A logical entity that does not maintain the client or server transaction state machines defined in this specification when it processes requests. A stateless proxy forwards every request it receives downstream and every response it receives upstream .

Strict Routing

A proxy is said to be strict routing if it follows the Route processing rules of RFC 2543 and many prior work in progress versions of this RFC. That rule caused proxies to destroy the contents of the Request-URI when a Route header field was present . Strict routing behavior is not used in this specification, in favor of a loose routing behavior. Proxies that perform strict routing are also known as strict routers.

Target Refresh Request

A target refresh request sent within a dialog is defined as a request that can modify the remote target of the dialog.

Transaction User (TU)

The layer of protocol processing that resides above the transaction layer.

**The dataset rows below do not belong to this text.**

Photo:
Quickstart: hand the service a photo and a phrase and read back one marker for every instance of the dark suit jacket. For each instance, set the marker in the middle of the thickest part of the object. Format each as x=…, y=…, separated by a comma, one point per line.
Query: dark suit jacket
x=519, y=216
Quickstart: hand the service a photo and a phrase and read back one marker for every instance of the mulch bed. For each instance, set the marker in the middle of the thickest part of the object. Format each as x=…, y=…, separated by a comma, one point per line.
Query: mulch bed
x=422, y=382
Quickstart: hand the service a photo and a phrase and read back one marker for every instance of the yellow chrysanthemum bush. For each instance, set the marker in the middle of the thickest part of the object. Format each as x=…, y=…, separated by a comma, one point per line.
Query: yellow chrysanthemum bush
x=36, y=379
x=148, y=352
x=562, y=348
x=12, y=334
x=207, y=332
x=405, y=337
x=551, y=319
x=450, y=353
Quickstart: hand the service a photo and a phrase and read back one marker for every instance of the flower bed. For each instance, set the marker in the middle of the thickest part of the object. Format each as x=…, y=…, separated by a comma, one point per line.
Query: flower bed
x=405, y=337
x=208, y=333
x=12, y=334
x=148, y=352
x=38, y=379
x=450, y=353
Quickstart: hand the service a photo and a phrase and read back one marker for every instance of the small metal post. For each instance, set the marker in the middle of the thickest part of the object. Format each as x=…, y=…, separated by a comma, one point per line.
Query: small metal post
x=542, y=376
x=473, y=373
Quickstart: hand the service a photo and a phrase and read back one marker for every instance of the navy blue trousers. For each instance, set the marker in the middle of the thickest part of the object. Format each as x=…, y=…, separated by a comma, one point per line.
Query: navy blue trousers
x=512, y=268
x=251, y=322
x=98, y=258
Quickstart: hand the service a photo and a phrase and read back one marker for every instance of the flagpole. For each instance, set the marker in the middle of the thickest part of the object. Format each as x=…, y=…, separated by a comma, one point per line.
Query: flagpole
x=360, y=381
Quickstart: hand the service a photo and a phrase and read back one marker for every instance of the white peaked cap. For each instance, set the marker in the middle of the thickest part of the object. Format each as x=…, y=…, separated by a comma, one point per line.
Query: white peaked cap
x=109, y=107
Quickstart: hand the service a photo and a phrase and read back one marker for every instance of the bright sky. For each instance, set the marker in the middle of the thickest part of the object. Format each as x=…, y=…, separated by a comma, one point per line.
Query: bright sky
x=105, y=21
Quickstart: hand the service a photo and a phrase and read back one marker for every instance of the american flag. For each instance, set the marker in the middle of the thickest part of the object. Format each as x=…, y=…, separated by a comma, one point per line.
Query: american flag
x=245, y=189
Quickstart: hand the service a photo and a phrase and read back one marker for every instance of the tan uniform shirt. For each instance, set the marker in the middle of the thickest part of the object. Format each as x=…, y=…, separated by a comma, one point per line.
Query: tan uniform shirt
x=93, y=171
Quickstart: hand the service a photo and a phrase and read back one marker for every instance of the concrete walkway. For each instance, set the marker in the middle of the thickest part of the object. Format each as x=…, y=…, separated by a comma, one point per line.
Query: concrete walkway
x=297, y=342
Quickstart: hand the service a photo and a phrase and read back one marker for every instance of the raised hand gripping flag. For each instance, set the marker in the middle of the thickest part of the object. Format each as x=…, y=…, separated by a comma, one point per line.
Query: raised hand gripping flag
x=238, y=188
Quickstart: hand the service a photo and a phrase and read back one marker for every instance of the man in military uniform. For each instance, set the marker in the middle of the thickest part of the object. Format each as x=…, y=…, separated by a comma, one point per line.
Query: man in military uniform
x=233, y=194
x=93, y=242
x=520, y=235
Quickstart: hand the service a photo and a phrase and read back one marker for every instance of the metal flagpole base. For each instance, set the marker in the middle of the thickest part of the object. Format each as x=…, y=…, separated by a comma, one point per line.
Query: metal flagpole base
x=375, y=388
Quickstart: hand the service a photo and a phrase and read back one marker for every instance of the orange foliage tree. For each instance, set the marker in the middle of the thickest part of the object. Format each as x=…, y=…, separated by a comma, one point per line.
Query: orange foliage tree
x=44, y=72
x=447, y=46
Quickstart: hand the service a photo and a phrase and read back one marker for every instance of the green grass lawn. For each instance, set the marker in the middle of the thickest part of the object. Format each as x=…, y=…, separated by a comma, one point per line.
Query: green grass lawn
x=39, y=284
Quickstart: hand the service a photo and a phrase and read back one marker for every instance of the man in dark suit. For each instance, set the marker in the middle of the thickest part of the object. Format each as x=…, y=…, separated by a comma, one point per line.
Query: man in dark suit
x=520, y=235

Transaction users include the UAC core, UAS core, and proxy core.

Upstream

A direction of message forwarding within a transaction that refers to the direction that responses flow from the user agent server back to the user agent client .

URL-encoded

A character string encoded according to RFC 2396, Section 2.4.

User Agent Client (UAC)

A user agent client is a logical entity that creates a new request, and then uses the client transaction state machinery to send it. The role of UAC lasts only for the duration of that transaction. In other words, if a piece of software initiates a request, it acts as a UAC for the duration of that transaction. If it receives a request later, it assumes the role of a user agent server for the processing of that transaction .

UAC Core

The set of processing functions required of a UAC that reside above the transaction and transport layers.

User Agent Server (UAS)

A user agent server is a logical entity that generates a response to a SIP request. The response accepts, rejects, or redirects the request. This role lasts only for the duration of that transaction. In other words, if a piece of software responds to a request, it acts as a UAS for the duration of that transaction. If it generates a request later, it assumes the role of a user agent client for the processing of that transaction.

UAS Core

The set of processing functions required at a UAS that resides above the transaction and transport layers.

User Agent (UA)

A logical entity that can act as both a user agent client and user agent server.